I have the same problem about error of opencv, How did you solve it?
I managed to solve this already thank you. The problem for me is the configuration of the C++ opencv.
I have the same problem about error of opencv, How did you solve it?
set the PKG_CONFIG_PATH to the directory that contains a opencv.pc (or opencv4.pc) file, but not the file itself. Then, the opencv.pc file has to point to the place where you build and install the C++ opencv.
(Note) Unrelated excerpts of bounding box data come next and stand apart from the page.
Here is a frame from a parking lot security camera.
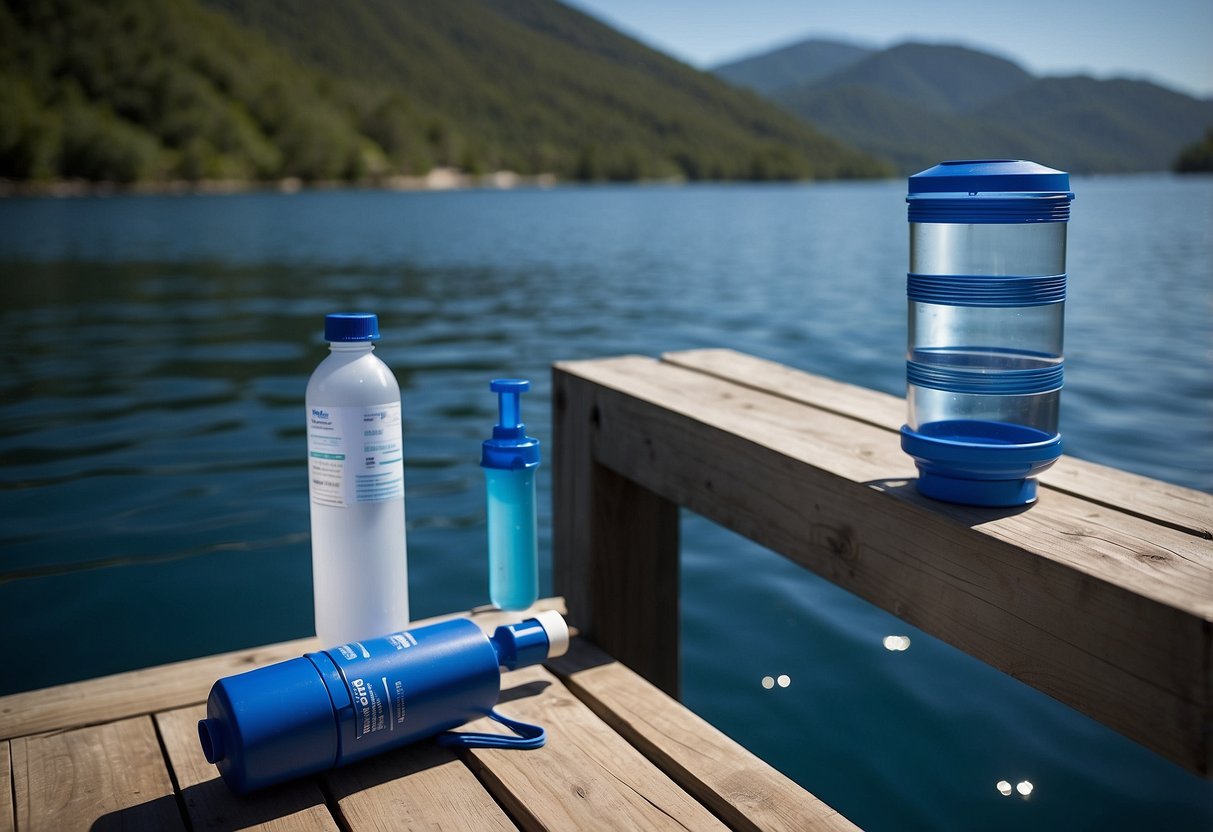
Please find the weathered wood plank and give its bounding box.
[0,742,17,832]
[552,375,679,696]
[11,717,186,832]
[155,705,338,832]
[557,358,1213,773]
[661,349,1213,538]
[0,598,564,740]
[324,742,518,832]
[461,667,725,832]
[549,639,856,832]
An example of the opencv.pc file can be as follows,
prefix=/to/your/directory/opencv-4.1.1/build/install exec_prefix=${prefix} libdir=${exec_prefix}/lib includedir=${prefix}/include/opencv4
Name: OpenCV Description: Open Source Computer Vision Library Version: 4.6.0 Libs: -L${exec_prefix}/lib -lopencv_highgui -lopencv_ml -lopencv_objdetect -lopencv_photo -lopencv_stitching -lopencv_video -lopencv_calib3d -lopencv_features2d -lopencv_dnn -lopencv_flann -lopencv_videoio -lopencv_imgcodecs -lopencv_imgproc -lopencv_core Libs.private: -ldl -lm -lpthread -lrt Cflags: -I${includedir}
If you installed C++ opencv systemwide, then the default prefix path should be to /usr/local. Otherwise, which you have installed locally, then you need to point it a local path.
I have successfully solved it, thank for your reply!!!